Continuous Integration, Continuous Delivery, Continuous Deployment (CI/CD) are software development practices for producing software in short cycles between merging source code changes and updating applications. The ultimate goal of these practices is to reduce the costs, time, and risks by delivering software in small pieces.
In workshop 7 of this series, we will know about CI/CD flow building so that every time you change and push source code on the git repository, it will automatically re-update our services and applications. There are many tools for us to build CI/CD, the most popular are Jenkins, Gitlab CI, Circle CI. In this workshop, we will use AWS’s CodePipeline.
The CI/CD Architecture for back-end:
The CI/CD Architecture for website front-end:
CI
Continuous Integration is a software development practice in which developers regularly commit and push their local changes back to the shared repository (usually several times a day). By fetching and merging changes from other developers they mitigated the risk of complicated conflict resolution. Before each commit, developers can run unit tests locally on their source code as an additional check before integrating. A continuous integration service automatically builds and runs unit tests on the new source code changes to catch any errors immediately.
CD
Continuous Delivery is a software development practice that extends Continuous Integration in which source code changes are automatically prepared for deployment to a production instance. After a build, the build artifact with new changes is deployed to a staging instance where advanced (integration, acceptance, load, end-to-end, etc.) tests are run. If needed, the build artifact is automatically deployed to the production instance after manual approval.

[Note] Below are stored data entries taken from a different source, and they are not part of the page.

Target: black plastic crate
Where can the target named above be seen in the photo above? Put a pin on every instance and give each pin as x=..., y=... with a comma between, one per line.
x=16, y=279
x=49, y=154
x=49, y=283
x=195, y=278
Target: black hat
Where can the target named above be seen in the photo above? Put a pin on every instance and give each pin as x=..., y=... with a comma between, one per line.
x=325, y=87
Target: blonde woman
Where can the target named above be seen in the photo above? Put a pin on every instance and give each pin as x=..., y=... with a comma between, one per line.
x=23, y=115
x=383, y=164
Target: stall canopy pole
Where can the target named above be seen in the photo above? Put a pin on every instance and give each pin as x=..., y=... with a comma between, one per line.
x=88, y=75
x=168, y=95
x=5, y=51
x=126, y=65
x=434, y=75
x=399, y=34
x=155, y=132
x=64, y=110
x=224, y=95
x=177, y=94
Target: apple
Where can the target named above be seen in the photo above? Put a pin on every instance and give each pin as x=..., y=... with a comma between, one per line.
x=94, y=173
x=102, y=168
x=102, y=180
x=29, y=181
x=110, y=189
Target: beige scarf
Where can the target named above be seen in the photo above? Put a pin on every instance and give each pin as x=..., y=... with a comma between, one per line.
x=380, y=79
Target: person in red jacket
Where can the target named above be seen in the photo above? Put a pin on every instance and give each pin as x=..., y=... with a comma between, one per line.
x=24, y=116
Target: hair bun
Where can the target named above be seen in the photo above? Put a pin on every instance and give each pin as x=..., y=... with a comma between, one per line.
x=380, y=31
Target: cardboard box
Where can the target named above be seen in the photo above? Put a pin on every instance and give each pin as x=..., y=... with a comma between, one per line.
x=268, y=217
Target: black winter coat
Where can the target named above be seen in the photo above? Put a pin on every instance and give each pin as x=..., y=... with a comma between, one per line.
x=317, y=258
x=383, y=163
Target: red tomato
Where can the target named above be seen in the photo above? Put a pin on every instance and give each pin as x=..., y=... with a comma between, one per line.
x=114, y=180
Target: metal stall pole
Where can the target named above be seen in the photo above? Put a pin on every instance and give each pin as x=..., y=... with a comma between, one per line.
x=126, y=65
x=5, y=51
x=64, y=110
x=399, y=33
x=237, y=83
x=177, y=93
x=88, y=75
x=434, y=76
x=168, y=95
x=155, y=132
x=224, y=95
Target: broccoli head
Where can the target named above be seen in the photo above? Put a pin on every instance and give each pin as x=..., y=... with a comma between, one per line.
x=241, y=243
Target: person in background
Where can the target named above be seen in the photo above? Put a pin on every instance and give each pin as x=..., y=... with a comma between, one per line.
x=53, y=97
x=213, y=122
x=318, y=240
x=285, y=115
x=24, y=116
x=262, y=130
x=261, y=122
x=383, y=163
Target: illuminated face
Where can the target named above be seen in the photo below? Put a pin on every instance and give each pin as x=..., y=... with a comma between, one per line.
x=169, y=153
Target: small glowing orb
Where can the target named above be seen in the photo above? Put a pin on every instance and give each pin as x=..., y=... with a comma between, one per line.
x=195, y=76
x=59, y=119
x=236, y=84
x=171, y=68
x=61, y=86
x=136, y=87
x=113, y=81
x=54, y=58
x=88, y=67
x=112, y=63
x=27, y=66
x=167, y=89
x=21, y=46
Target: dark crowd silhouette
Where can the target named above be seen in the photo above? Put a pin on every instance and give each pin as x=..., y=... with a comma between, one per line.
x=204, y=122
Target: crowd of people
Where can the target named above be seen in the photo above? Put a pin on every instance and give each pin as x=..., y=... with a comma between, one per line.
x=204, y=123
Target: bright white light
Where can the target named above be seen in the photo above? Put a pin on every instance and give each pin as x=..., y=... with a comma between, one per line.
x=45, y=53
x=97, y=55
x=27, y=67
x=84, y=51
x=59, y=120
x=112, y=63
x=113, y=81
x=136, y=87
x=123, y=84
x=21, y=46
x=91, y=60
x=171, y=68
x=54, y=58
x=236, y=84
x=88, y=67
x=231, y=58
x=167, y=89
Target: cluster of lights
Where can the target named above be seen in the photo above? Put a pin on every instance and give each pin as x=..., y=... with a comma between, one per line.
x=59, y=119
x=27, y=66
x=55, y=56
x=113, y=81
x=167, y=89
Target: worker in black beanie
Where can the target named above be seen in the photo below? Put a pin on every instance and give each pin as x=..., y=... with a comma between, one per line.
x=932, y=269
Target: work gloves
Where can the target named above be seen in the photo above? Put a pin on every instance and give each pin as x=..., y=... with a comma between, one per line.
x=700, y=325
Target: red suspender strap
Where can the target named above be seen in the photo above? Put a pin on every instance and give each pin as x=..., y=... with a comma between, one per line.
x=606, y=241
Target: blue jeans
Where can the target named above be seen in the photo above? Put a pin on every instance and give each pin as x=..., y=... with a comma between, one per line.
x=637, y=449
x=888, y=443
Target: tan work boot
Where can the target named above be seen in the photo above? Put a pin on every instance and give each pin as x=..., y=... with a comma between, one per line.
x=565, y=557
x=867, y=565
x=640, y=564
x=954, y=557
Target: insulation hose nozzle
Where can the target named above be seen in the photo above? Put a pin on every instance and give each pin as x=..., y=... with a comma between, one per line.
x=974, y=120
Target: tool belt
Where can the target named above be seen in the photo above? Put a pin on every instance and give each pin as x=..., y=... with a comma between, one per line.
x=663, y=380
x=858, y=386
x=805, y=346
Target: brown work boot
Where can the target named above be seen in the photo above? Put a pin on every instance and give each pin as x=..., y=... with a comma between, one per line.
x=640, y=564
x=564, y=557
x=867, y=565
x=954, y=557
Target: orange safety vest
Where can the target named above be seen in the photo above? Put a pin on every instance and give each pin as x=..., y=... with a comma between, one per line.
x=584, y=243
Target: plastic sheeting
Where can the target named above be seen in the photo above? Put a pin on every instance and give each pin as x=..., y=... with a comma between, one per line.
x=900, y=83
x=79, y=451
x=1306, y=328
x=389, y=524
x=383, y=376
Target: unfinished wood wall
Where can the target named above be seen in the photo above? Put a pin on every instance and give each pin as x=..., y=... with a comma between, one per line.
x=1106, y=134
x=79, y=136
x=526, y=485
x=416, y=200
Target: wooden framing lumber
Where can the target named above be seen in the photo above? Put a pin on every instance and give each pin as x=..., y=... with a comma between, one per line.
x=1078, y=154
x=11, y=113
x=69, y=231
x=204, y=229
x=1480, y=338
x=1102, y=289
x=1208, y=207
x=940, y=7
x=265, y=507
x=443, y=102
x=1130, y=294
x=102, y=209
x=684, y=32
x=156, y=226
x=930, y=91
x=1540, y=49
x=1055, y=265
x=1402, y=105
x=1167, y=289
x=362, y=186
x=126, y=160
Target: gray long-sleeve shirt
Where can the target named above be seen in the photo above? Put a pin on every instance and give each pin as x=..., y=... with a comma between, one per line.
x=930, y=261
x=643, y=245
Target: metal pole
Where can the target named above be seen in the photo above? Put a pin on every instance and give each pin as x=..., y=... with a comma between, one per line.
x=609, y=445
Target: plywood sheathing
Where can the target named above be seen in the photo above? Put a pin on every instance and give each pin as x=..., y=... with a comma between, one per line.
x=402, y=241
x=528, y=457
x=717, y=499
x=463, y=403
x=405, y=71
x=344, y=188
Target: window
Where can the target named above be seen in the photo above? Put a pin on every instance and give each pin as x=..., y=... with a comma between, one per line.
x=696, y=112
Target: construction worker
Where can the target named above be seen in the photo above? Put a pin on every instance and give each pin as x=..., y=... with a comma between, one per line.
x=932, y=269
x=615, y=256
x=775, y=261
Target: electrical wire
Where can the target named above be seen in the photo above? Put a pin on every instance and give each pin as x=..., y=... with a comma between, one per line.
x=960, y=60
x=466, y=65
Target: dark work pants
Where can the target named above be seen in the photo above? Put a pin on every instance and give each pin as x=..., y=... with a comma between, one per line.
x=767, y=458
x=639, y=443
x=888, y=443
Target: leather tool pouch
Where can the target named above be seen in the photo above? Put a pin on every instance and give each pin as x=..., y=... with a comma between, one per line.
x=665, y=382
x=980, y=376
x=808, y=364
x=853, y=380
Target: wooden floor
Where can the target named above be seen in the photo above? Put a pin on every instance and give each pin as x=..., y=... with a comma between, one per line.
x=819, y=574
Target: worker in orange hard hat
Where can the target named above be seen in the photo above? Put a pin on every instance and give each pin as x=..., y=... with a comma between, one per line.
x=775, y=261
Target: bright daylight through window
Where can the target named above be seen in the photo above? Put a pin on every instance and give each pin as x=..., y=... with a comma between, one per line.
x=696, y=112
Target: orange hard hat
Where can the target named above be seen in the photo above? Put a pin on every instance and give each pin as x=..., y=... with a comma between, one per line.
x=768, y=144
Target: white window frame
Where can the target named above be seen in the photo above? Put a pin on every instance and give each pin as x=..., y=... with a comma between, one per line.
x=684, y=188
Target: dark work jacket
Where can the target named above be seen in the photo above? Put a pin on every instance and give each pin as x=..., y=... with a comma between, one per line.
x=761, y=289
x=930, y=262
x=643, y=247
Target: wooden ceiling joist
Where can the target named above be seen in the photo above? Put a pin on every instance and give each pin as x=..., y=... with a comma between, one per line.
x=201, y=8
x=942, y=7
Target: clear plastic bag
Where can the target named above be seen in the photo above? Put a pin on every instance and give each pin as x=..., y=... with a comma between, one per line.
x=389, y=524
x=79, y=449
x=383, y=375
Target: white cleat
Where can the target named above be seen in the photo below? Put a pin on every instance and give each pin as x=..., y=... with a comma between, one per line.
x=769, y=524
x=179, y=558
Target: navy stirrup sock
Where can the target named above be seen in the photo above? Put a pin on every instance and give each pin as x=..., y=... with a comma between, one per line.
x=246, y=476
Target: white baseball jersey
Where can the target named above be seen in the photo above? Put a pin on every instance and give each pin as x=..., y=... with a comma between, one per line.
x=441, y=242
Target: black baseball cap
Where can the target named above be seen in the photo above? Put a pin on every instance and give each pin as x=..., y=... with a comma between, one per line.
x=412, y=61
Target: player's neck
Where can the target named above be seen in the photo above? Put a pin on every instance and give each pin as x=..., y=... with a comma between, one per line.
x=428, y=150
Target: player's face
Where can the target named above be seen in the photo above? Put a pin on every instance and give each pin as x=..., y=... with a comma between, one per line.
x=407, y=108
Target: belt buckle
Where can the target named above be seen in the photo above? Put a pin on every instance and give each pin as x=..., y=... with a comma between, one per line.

Continuous Deployment is a software development practice that extends Continuous Delivery in which source code changes are automatically deployed to a production instance. The difference between Continuous Delivery and Continuous Deployment is the presence of manual approval. With Continuous Delivery, deployment to production occurs automatically after manual approval. With Continuous Deployment, deployment to production occurs automatically without manual approval.